AQUA-Hub − Fraunhofer IGB unterstützt Markterschließung in Indien für Wassertechnologien aus Deutschland
Indiens Städte wachsen rasant und benötigen eine leistungsfähige Infrastruktur für die Versorgung mit Wasser und die Entsorgung von Abwasser. Deutsche Unternehmen bieten in diesem Bereich innovative Lösungen, finden aber oft keinen Zugang zum indischen Markt. Dank seiner umfangreichen Erfahrung mit Projekten in Indien kann das Fraunhofer-Institut für Grenzflächen- und Bioverfahrenstechnologie IGB dabei helfen, Nachfrage und Angebot zusammenzuführen. Zu diesem Zweck richtet das Institut nun das Innovationsnetzwerk »AQUA-Hub« ein, um zwischen deutschen Wassertechnologie-Anbietern und indischen Bedarfsträgern zu vermitteln.

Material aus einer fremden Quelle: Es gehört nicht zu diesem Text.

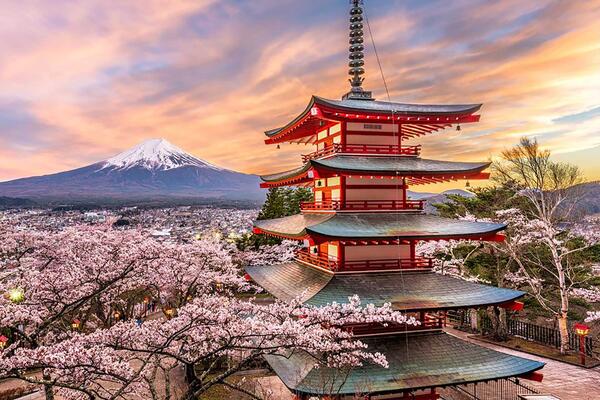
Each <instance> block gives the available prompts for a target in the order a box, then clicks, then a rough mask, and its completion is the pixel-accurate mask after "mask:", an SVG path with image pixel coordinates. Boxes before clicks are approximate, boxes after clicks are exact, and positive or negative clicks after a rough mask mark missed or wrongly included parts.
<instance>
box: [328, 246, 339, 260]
mask: <svg viewBox="0 0 600 400" xmlns="http://www.w3.org/2000/svg"><path fill="white" fill-rule="evenodd" d="M338 254H339V247H338V245H337V244H333V243H329V244H328V245H327V258H329V259H330V260H337V259H338Z"/></svg>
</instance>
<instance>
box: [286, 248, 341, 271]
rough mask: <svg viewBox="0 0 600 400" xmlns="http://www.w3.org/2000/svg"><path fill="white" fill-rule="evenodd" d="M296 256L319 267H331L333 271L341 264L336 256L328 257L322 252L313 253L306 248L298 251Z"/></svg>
mask: <svg viewBox="0 0 600 400" xmlns="http://www.w3.org/2000/svg"><path fill="white" fill-rule="evenodd" d="M296 258H297V259H298V260H300V261H304V262H306V263H309V264H312V265H315V266H317V267H321V268H325V269H329V270H331V271H337V270H338V269H339V265H340V264H339V263H338V261H337V259H335V258H331V257H327V256H324V255H322V254H311V253H310V252H309V251H308V250H305V249H303V250H299V251H298V252H296Z"/></svg>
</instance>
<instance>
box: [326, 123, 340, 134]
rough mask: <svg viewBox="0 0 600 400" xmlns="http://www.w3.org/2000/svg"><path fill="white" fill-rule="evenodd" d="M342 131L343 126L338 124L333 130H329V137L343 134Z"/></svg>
mask: <svg viewBox="0 0 600 400" xmlns="http://www.w3.org/2000/svg"><path fill="white" fill-rule="evenodd" d="M341 130H342V124H337V125H334V126H332V127H331V128H329V136H333V135H335V134H336V133H339V132H341ZM338 136H339V135H338Z"/></svg>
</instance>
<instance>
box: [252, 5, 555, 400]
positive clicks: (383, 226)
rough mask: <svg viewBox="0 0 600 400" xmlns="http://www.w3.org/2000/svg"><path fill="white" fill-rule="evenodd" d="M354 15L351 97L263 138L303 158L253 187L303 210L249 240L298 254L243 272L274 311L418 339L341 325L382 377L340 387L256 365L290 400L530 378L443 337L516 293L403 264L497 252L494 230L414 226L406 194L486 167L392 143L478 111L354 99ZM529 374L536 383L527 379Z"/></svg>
mask: <svg viewBox="0 0 600 400" xmlns="http://www.w3.org/2000/svg"><path fill="white" fill-rule="evenodd" d="M363 51H364V45H363V9H362V7H361V1H360V0H353V1H352V7H351V10H350V57H349V58H350V63H349V66H350V70H349V73H350V76H351V79H350V83H351V90H350V92H348V93H347V94H345V95H344V96H343V97H342V99H341V100H328V99H324V98H322V97H317V96H313V97H312V98H311V99H310V101H309V103H308V106H307V107H306V109H305V110H304V111H303V112H302V113H301V114H300V115H299V116H298V117H296V118H295V119H294V120H292V121H291V122H289V123H288V124H287V125H285V126H284V127H281V128H278V129H273V130H270V131H267V132H266V135H267V139H266V143H267V144H280V143H284V142H289V143H305V144H312V145H314V146H315V151H314V152H312V153H310V154H306V155H303V156H302V161H303V164H302V166H300V167H298V168H296V169H293V170H290V171H285V172H281V173H277V174H273V175H268V176H263V177H262V180H263V183H262V185H261V186H262V187H264V188H274V187H281V186H289V185H295V186H306V187H310V188H311V189H312V191H313V193H314V199H313V200H312V201H310V202H307V203H304V204H302V212H301V213H300V214H298V215H294V216H290V217H285V218H278V219H271V220H261V221H256V223H255V229H254V230H255V233H260V234H266V235H271V236H274V237H278V238H284V239H292V240H298V241H302V242H303V243H304V248H303V249H302V250H301V251H299V252H298V254H297V257H296V259H295V260H294V261H292V262H287V263H284V264H279V265H272V266H253V267H248V268H247V272H248V274H249V275H250V276H251V277H252V279H253V280H254V281H255V282H256V283H258V284H259V285H261V286H262V287H264V288H265V289H266V290H267V291H268V292H270V293H271V294H272V295H274V296H276V297H277V298H280V299H284V300H291V299H294V298H298V297H301V299H302V300H303V301H304V302H305V303H306V304H310V305H315V306H319V305H325V304H328V303H332V302H338V303H344V302H347V301H348V298H349V297H350V296H352V295H354V294H357V295H359V296H360V298H361V300H362V302H363V304H374V305H383V304H384V303H391V304H392V306H393V307H394V308H395V309H396V310H401V311H403V312H405V313H407V314H409V315H413V316H415V317H417V318H418V319H419V320H420V322H421V323H420V325H418V326H388V327H383V326H354V327H349V328H352V329H353V331H354V333H355V334H356V335H357V336H358V337H360V340H361V341H363V342H365V343H366V344H368V345H369V350H371V351H379V352H382V353H384V354H385V355H386V357H387V359H388V362H389V368H382V367H379V366H373V365H368V366H364V367H361V368H357V369H354V370H352V371H350V372H348V373H345V374H343V376H342V374H340V373H339V371H336V370H335V369H332V368H325V367H320V368H315V366H314V360H313V359H311V358H310V357H309V356H308V355H305V354H302V353H301V352H295V353H293V354H290V356H289V357H282V356H269V357H268V358H267V361H268V363H269V364H270V365H271V367H272V368H273V370H274V371H275V372H276V373H277V375H278V376H279V377H280V378H281V380H282V381H283V382H284V384H285V385H286V386H287V387H288V388H289V389H290V390H291V391H292V392H293V393H294V394H295V395H296V396H297V398H298V399H308V398H312V397H319V398H336V399H346V398H347V399H350V398H353V396H354V395H356V394H357V393H360V394H362V395H366V396H367V397H365V398H369V399H400V398H410V399H420V400H425V399H438V398H440V397H439V394H438V391H437V389H438V388H443V387H448V386H456V385H464V384H469V383H477V382H487V381H493V380H499V379H507V378H514V377H525V378H532V377H533V378H536V379H537V378H539V377H540V375H539V374H538V373H536V372H535V371H537V370H539V369H541V368H542V367H543V364H542V363H539V362H536V361H531V360H527V359H524V358H520V357H515V356H510V355H507V354H504V353H499V352H495V351H492V350H489V349H486V348H483V347H480V346H477V345H474V344H471V343H467V342H465V341H463V340H461V339H458V338H456V337H455V336H452V335H450V334H447V333H445V332H444V331H443V328H444V325H445V321H446V312H447V311H449V310H460V309H471V308H480V307H486V306H491V305H495V306H501V307H506V308H512V307H514V306H515V304H516V300H517V299H519V298H521V297H522V296H523V295H524V293H523V292H519V291H515V290H510V289H503V288H497V287H492V286H486V285H481V284H477V283H473V282H467V281H464V280H461V279H457V278H454V277H450V276H448V275H442V274H438V273H435V272H433V271H432V266H433V262H432V260H431V259H429V258H425V257H422V256H421V255H419V254H417V251H416V244H417V243H418V242H420V241H428V240H450V239H455V240H456V239H470V240H479V241H494V240H502V239H503V236H502V235H500V234H499V232H501V231H502V230H503V229H505V226H504V225H501V224H493V223H480V222H467V221H459V220H452V219H444V218H440V217H437V216H434V215H428V214H425V213H424V211H423V202H422V201H420V200H411V199H410V198H409V197H408V195H407V189H408V188H409V186H411V185H420V184H427V183H436V182H448V181H457V180H476V179H486V178H488V177H489V174H488V173H487V172H485V170H486V169H487V168H488V167H489V163H486V162H468V163H467V162H450V161H437V160H428V159H423V158H421V157H420V151H421V146H419V145H407V144H406V142H407V141H409V140H414V139H417V138H419V137H420V136H424V135H427V134H429V133H432V132H437V131H441V130H443V129H445V128H450V127H453V126H456V127H459V126H460V124H467V123H472V122H477V121H479V115H478V114H476V113H477V112H478V111H479V109H480V108H481V104H459V105H418V104H404V103H393V102H383V101H377V100H375V99H374V98H373V97H372V94H371V92H368V91H365V90H363V88H362V83H363V77H362V75H363V74H364V73H365V70H364V60H363V58H364V53H363ZM536 374H537V376H536Z"/></svg>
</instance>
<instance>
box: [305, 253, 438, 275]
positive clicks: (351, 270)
mask: <svg viewBox="0 0 600 400" xmlns="http://www.w3.org/2000/svg"><path fill="white" fill-rule="evenodd" d="M296 258H297V259H298V260H300V261H304V262H307V263H309V264H312V265H315V266H317V267H321V268H325V269H329V270H332V271H338V270H339V271H341V270H343V271H369V270H371V271H374V270H388V269H389V270H398V269H431V268H433V259H432V258H426V257H418V258H414V259H410V258H400V259H398V258H394V259H381V260H347V261H344V262H340V261H339V260H338V259H337V258H333V257H329V256H325V255H323V254H321V253H318V254H311V253H310V252H309V251H308V250H306V249H303V250H299V251H298V252H297V253H296Z"/></svg>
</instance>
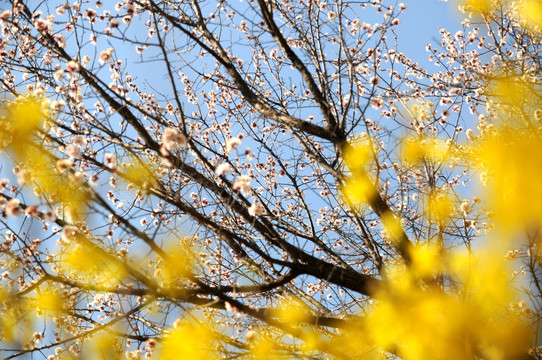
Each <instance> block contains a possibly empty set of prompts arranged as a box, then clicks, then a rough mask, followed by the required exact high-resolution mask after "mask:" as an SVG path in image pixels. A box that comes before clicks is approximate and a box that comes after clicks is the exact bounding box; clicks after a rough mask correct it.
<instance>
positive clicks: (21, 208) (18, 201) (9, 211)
mask: <svg viewBox="0 0 542 360" xmlns="http://www.w3.org/2000/svg"><path fill="white" fill-rule="evenodd" d="M5 210H6V214H8V215H11V216H19V215H21V214H22V213H23V209H22V208H21V202H20V201H19V199H11V200H9V201H8V204H7V205H6V209H5Z"/></svg>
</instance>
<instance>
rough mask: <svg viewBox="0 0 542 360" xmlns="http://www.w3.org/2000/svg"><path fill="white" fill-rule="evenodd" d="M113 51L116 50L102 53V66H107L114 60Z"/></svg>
mask: <svg viewBox="0 0 542 360" xmlns="http://www.w3.org/2000/svg"><path fill="white" fill-rule="evenodd" d="M113 51H114V49H113V48H109V49H107V50H104V51H102V52H101V53H100V59H99V60H98V61H99V62H100V64H102V65H103V64H105V63H108V62H109V61H111V59H112V58H113V55H112V54H113Z"/></svg>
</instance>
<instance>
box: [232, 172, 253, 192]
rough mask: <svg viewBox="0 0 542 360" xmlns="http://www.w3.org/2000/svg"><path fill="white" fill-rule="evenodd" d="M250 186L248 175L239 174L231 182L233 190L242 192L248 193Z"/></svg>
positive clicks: (249, 191) (248, 191)
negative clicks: (240, 191)
mask: <svg viewBox="0 0 542 360" xmlns="http://www.w3.org/2000/svg"><path fill="white" fill-rule="evenodd" d="M251 188H252V186H251V185H250V177H249V176H248V175H241V176H239V178H238V179H237V180H235V183H234V184H233V190H235V191H239V190H241V192H242V193H243V194H245V195H246V194H248V193H249V192H250V189H251Z"/></svg>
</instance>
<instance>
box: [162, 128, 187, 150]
mask: <svg viewBox="0 0 542 360" xmlns="http://www.w3.org/2000/svg"><path fill="white" fill-rule="evenodd" d="M162 142H163V144H164V147H165V148H166V150H168V151H173V150H176V149H178V148H180V147H183V146H186V137H185V136H184V135H183V134H182V133H181V132H180V131H179V130H177V129H174V128H171V127H168V128H166V130H164V134H162Z"/></svg>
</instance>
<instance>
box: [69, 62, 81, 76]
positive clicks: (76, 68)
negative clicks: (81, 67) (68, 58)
mask: <svg viewBox="0 0 542 360" xmlns="http://www.w3.org/2000/svg"><path fill="white" fill-rule="evenodd" d="M66 69H67V70H68V72H69V73H70V75H75V74H76V73H77V72H78V71H79V64H78V63H77V62H75V61H73V60H70V61H68V63H67V64H66Z"/></svg>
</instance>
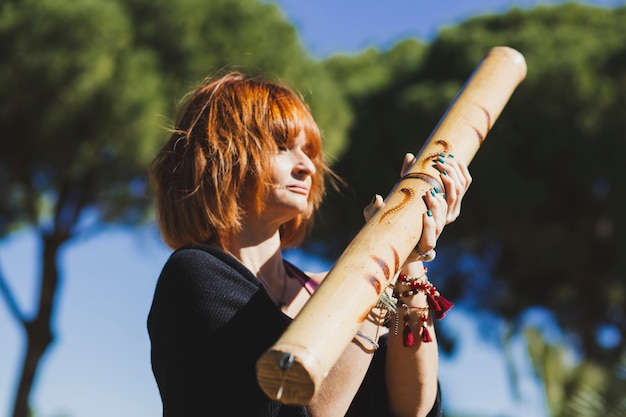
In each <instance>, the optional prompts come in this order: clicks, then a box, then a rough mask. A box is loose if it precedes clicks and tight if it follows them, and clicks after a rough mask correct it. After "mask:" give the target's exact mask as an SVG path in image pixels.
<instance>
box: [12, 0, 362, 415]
mask: <svg viewBox="0 0 626 417" xmlns="http://www.w3.org/2000/svg"><path fill="white" fill-rule="evenodd" d="M0 52H1V53H2V59H3V65H2V66H0V97H2V100H0V132H2V135H3V138H2V141H0V236H4V235H6V234H7V233H9V232H11V231H13V230H15V229H17V228H20V227H30V228H32V229H34V230H35V231H36V232H37V233H38V236H39V237H40V238H41V245H42V248H43V250H42V255H41V265H42V268H41V276H40V279H39V284H40V288H41V289H40V293H39V295H38V298H37V306H36V309H35V313H34V314H33V315H32V317H31V316H27V315H26V314H24V313H23V311H22V309H21V308H20V306H19V305H18V303H17V300H16V299H15V297H14V296H13V293H12V291H11V288H10V287H9V285H8V282H7V280H5V278H4V276H3V275H2V274H1V273H0V295H2V296H3V298H4V300H5V301H6V303H7V305H8V306H9V308H10V311H11V313H12V314H13V316H14V318H15V319H16V321H17V322H18V323H19V324H21V325H22V326H23V329H24V331H25V335H26V348H25V350H24V351H25V353H24V358H23V364H22V369H21V374H20V376H19V382H18V384H17V389H16V397H15V402H14V409H13V416H14V417H24V416H26V415H27V413H28V397H29V395H30V391H31V388H32V386H33V382H34V381H35V377H36V374H37V371H38V369H39V365H40V361H41V358H42V357H43V355H44V353H45V352H46V351H47V349H48V346H49V345H50V343H51V342H52V340H53V339H54V333H53V327H54V326H53V323H52V318H53V311H54V309H55V308H56V307H57V300H58V297H57V293H58V290H59V288H60V282H61V278H62V277H61V276H60V274H59V267H58V263H57V258H58V253H59V249H60V248H61V247H62V246H63V245H64V244H65V243H66V242H67V241H69V240H70V239H71V238H73V237H75V236H77V235H79V234H80V233H82V232H83V231H84V227H83V226H84V225H85V224H89V225H93V224H95V225H98V226H99V225H103V224H107V223H111V222H123V223H126V224H136V223H137V222H138V221H140V220H142V219H144V218H146V217H147V216H146V214H149V207H150V203H151V201H150V199H149V198H147V197H148V192H149V189H148V184H147V180H146V171H147V166H148V164H149V162H150V160H151V159H152V157H153V155H154V154H155V153H156V151H157V150H158V148H160V146H161V145H162V143H164V141H165V139H166V137H167V130H166V127H168V126H169V125H170V123H171V120H172V119H173V118H174V111H175V108H176V105H177V102H178V99H180V98H181V97H183V95H184V94H185V93H186V91H187V89H189V88H191V87H192V86H193V84H195V83H196V82H198V81H200V80H201V79H202V78H203V77H205V76H207V75H210V74H211V73H214V72H216V71H218V70H220V69H238V70H244V71H245V72H247V73H252V74H262V75H267V74H276V75H277V76H278V77H279V78H281V79H282V80H284V81H286V82H290V83H291V84H292V85H294V86H295V88H297V89H299V90H301V91H302V92H303V94H305V95H308V96H310V97H309V101H310V102H311V103H312V106H313V105H315V106H316V107H319V108H320V109H322V110H320V112H319V113H320V114H319V117H318V120H320V124H321V125H322V126H324V125H325V124H327V125H329V126H330V123H329V121H330V120H332V121H333V122H334V127H333V128H330V127H329V128H328V129H326V130H325V131H326V138H327V139H328V142H327V144H328V146H329V148H330V149H331V150H332V151H333V152H335V153H336V154H339V153H340V152H341V147H342V146H341V140H342V137H343V136H344V135H343V130H345V126H346V125H347V123H348V121H349V118H350V112H349V110H348V108H347V106H346V103H345V101H344V100H343V97H342V96H341V95H339V94H338V93H337V91H338V89H337V88H335V80H334V79H332V78H331V77H329V76H325V75H324V74H325V72H324V71H323V69H322V68H321V67H320V66H319V65H317V63H315V62H313V61H311V60H310V59H308V57H307V56H306V54H305V52H304V51H303V49H302V46H301V45H300V43H299V42H298V39H297V36H296V33H295V30H294V28H293V27H292V26H291V25H289V24H288V23H286V22H285V20H284V18H283V16H282V15H281V14H280V13H279V12H278V9H277V7H276V6H275V5H271V4H267V3H259V2H256V1H254V0H238V1H213V2H205V1H199V0H180V1H177V2H171V1H160V0H151V1H141V0H132V1H125V2H122V1H114V0H108V1H99V0H79V1H71V2H67V1H63V0H20V1H17V0H16V1H11V0H7V1H5V2H2V3H1V4H0ZM279 69H280V71H279ZM312 92H314V94H313V93H312ZM322 103H325V105H324V106H322V105H321V104H322ZM87 214H89V216H87ZM87 218H88V219H89V222H84V221H82V220H84V219H87Z"/></svg>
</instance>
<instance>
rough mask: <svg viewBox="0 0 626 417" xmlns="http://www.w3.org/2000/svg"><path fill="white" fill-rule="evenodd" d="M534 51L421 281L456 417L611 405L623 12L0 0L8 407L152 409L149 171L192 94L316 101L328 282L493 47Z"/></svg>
mask: <svg viewBox="0 0 626 417" xmlns="http://www.w3.org/2000/svg"><path fill="white" fill-rule="evenodd" d="M497 45H507V46H510V47H513V48H515V49H517V50H519V51H520V52H521V53H522V54H524V56H525V57H526V60H527V64H528V75H527V78H526V80H525V81H523V83H522V84H521V85H520V86H519V87H518V89H517V90H516V92H515V93H514V94H513V96H512V98H511V100H510V101H509V103H508V105H507V106H506V107H505V109H504V112H503V113H502V115H501V116H500V118H499V119H498V121H497V123H496V124H495V126H494V128H493V129H492V131H491V132H490V134H489V136H488V138H487V140H486V141H485V143H484V144H483V146H482V148H481V150H480V151H479V152H478V154H477V156H476V157H475V158H474V161H473V162H472V165H471V167H470V170H471V172H472V175H473V178H474V182H473V184H472V186H471V188H470V190H469V193H468V195H467V197H466V199H465V200H464V208H463V213H462V216H461V218H460V219H459V220H458V221H457V222H456V223H454V224H453V225H451V226H449V227H448V228H446V231H445V233H444V234H443V235H442V237H441V239H440V242H439V248H438V256H437V259H436V260H435V261H434V262H433V263H432V264H431V265H430V275H431V277H432V278H431V279H432V281H433V283H434V284H435V285H436V286H437V287H438V289H439V290H440V291H441V292H442V293H444V294H445V295H446V297H447V298H449V299H451V300H453V301H454V302H455V303H456V307H455V308H454V309H453V310H452V311H451V312H450V314H448V316H447V317H446V319H445V320H443V321H441V322H439V324H438V325H439V327H438V332H439V337H440V339H441V352H442V355H441V356H442V357H441V384H442V387H443V393H444V407H445V415H446V416H447V417H478V416H480V417H505V416H506V417H519V416H530V417H544V416H545V417H555V416H559V417H570V416H579V417H591V416H613V417H616V416H625V415H626V397H625V396H624V392H626V356H625V351H626V340H625V335H626V318H625V316H624V309H625V307H626V256H624V254H625V249H626V248H625V246H626V229H625V228H626V223H625V219H624V214H623V213H625V212H626V206H625V205H626V196H625V191H626V178H625V176H624V174H623V169H624V165H622V164H623V163H624V162H623V160H622V155H625V154H626V152H625V151H626V137H625V136H626V133H625V132H626V2H624V1H610V0H606V1H600V0H598V1H587V2H560V1H551V2H548V1H533V0H527V1H524V0H519V1H511V0H476V1H472V2H467V1H464V0H446V1H431V2H427V1H424V0H412V1H409V0H398V1H396V2H387V3H384V2H381V1H374V0H360V1H352V0H350V1H348V0H346V1H332V0H320V1H315V2H302V1H298V0H275V1H270V0H266V1H255V0H236V1H235V0H210V1H209V0H176V1H173V0H107V1H101V0H74V1H68V0H2V1H1V2H0V52H1V54H0V56H1V57H2V58H1V62H0V132H1V133H0V135H1V138H0V415H6V416H11V417H26V416H36V417H100V416H103V417H104V416H107V417H108V416H113V415H114V416H132V417H148V416H157V415H160V414H161V404H160V398H159V395H158V391H157V388H156V385H155V383H154V380H153V379H152V374H151V370H150V357H149V354H150V346H149V340H148V336H147V332H146V325H145V321H146V315H147V312H148V309H149V307H150V303H151V297H152V293H153V290H154V285H155V283H156V280H157V278H158V274H159V272H160V269H161V267H162V265H163V263H164V262H165V260H166V259H167V256H168V255H169V253H170V252H169V250H168V249H167V248H166V247H164V245H163V244H162V243H161V241H160V239H159V235H158V231H157V230H156V228H155V225H154V213H153V210H152V206H151V204H152V201H151V198H150V197H151V190H150V187H149V184H148V182H147V179H146V175H145V174H146V168H147V166H148V164H149V163H150V160H151V158H152V156H153V155H154V154H155V152H156V151H157V150H158V149H159V147H160V146H161V145H162V144H163V143H164V141H165V140H166V138H167V136H168V135H167V127H168V126H169V125H170V124H171V122H172V120H173V119H174V118H175V114H176V106H177V104H178V103H179V100H180V99H181V98H182V97H183V95H184V94H185V93H186V92H187V91H188V90H190V89H191V88H192V87H193V86H194V85H195V84H196V83H197V82H198V81H200V80H201V79H202V78H204V77H205V76H207V75H209V74H211V73H214V72H216V71H218V70H222V69H238V70H242V71H246V72H248V73H252V74H263V75H266V76H270V77H274V78H277V79H280V80H283V81H285V82H287V83H289V84H290V85H292V86H294V87H295V88H297V89H298V90H300V91H301V92H302V93H303V94H304V96H305V97H306V99H307V101H308V102H309V103H310V105H311V108H312V110H313V113H314V115H315V117H316V119H317V120H318V123H319V124H320V126H321V128H322V130H323V132H324V140H325V145H326V149H327V153H328V158H329V161H331V162H332V166H333V168H334V169H335V171H337V172H338V173H339V174H340V175H341V176H343V177H344V178H345V179H346V181H347V183H348V184H349V186H348V187H346V188H343V189H341V190H340V191H331V192H330V193H329V195H328V198H327V201H326V203H325V205H324V206H323V209H322V212H321V214H320V216H319V219H318V220H317V228H316V230H315V231H314V232H313V234H312V235H311V236H310V238H309V240H308V241H307V244H306V245H305V246H304V247H303V248H301V250H298V251H294V250H292V251H289V252H288V253H287V257H288V258H290V259H292V260H294V261H295V262H297V263H299V264H300V265H302V266H303V268H304V269H308V270H321V269H324V268H328V267H329V266H330V265H332V262H333V260H334V259H336V258H337V257H338V255H339V254H340V253H341V252H342V250H343V248H344V247H345V246H346V245H347V243H348V242H349V241H350V240H351V238H352V237H353V236H354V235H355V234H356V232H358V230H359V228H360V226H361V225H362V216H361V210H362V207H363V206H364V205H365V204H367V203H368V202H369V201H370V200H371V198H372V196H373V195H374V194H375V193H379V194H382V195H386V193H387V192H388V191H389V190H390V189H391V186H392V185H393V184H394V183H395V180H396V178H397V175H398V172H397V169H398V167H399V166H400V161H401V160H402V157H403V155H404V153H405V152H407V151H413V152H417V151H419V149H420V148H421V145H422V144H423V143H424V141H425V140H426V139H427V137H428V136H429V134H430V132H431V131H432V130H433V128H434V127H435V125H436V123H437V121H438V120H439V119H440V118H441V116H442V115H443V113H444V112H445V109H446V108H447V107H448V105H449V104H450V103H451V102H452V100H453V99H454V96H455V95H456V93H457V92H458V91H459V89H460V87H461V86H462V85H463V83H464V81H465V80H466V79H467V78H468V77H469V75H470V74H471V72H472V70H473V68H474V67H475V66H476V64H477V63H478V62H479V61H480V59H481V57H482V56H483V55H484V54H485V52H486V51H487V50H488V49H490V48H491V47H493V46H497Z"/></svg>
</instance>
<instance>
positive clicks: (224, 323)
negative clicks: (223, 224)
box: [148, 248, 306, 417]
mask: <svg viewBox="0 0 626 417" xmlns="http://www.w3.org/2000/svg"><path fill="white" fill-rule="evenodd" d="M286 326H287V322H286V321H285V319H284V317H283V316H282V314H281V313H280V311H279V310H278V309H277V308H276V307H275V306H274V304H273V303H272V302H271V300H270V299H269V298H268V297H267V295H266V294H265V292H264V291H263V290H262V289H261V288H260V287H259V285H258V284H257V283H256V282H255V278H254V276H253V275H252V274H251V273H250V272H249V271H248V270H247V269H245V267H243V265H241V264H240V263H238V261H236V260H234V258H232V259H229V258H228V257H227V256H225V257H223V259H217V258H216V257H215V256H214V255H213V254H209V253H207V251H206V250H200V249H193V248H192V249H186V250H181V251H178V252H175V253H174V254H173V255H172V256H171V257H170V259H169V260H168V262H167V263H166V265H165V267H164V268H163V271H162V273H161V276H160V277H159V281H158V283H157V288H156V290H155V294H154V300H153V304H152V308H151V310H150V313H149V316H148V332H149V335H150V340H151V344H152V352H151V354H152V368H153V372H154V375H155V379H156V381H157V385H158V387H159V391H160V393H161V398H162V401H163V416H164V417H179V416H251V417H256V416H281V417H282V416H299V417H300V416H306V410H305V409H304V407H287V406H283V405H281V404H280V403H278V402H276V401H272V400H270V399H269V398H268V397H267V396H266V395H265V394H264V393H263V392H262V390H261V388H260V387H259V385H258V383H257V380H256V371H255V366H256V361H257V359H258V358H259V357H260V356H261V354H262V353H263V352H265V351H266V350H267V349H268V348H269V347H270V346H272V344H273V343H274V342H275V341H276V340H277V339H278V337H279V336H280V335H281V334H282V332H283V331H284V330H285V328H286Z"/></svg>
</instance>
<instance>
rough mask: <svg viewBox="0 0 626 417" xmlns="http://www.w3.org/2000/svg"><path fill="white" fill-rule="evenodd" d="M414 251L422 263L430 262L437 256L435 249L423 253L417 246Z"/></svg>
mask: <svg viewBox="0 0 626 417" xmlns="http://www.w3.org/2000/svg"><path fill="white" fill-rule="evenodd" d="M414 251H415V253H417V255H418V257H417V259H418V260H419V261H422V262H430V261H432V260H434V259H435V256H437V252H435V250H434V249H431V250H429V251H427V252H422V251H421V250H419V247H417V246H416V247H415V249H414Z"/></svg>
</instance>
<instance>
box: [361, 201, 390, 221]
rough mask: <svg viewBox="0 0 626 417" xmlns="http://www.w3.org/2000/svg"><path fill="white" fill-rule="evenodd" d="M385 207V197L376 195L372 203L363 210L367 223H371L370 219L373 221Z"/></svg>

An der Einwohnerzahl gemessen ist Indien nach China das zweitgrößte Land der Welt. Ein anhaltend starkes Bevölkerungswachstum und eine schnell zunehmende Verstädterung stellen das Land dabei vor große Herausforderungen. Eine davon ist der Aufbau einer effektiven und belastbaren Infrastruktur zur Versorgung der Bevölkerung mit Trinkwasser und zur möglichst nachhaltigen Reinigung und Wiederverwendung von Abwasser. Entsprechendes Know-how ist somit äußerst gefragt. Gleichzeitig verfügen deutsche Unternehmen und Forschungseinrichtungen über diese Expertise und können innovative Technologien anbieten. Allerdings gestaltet sich die Markterschließung oftmals schwierig, da die von Geschäftspartnern erwartete Präsenz vor Ort für viele Firmen, vor für allem kleine und mittelständische Unternehmen (KMU), eine Herausforderung darstellt. Weitere Herausforderungen sind ein Mangel an Kontakten, fehlende Kenntnisse über den Markt oder unzureichendes Wissen über Kultur, Gepflogenheiten und Begebenheiten vor Ort.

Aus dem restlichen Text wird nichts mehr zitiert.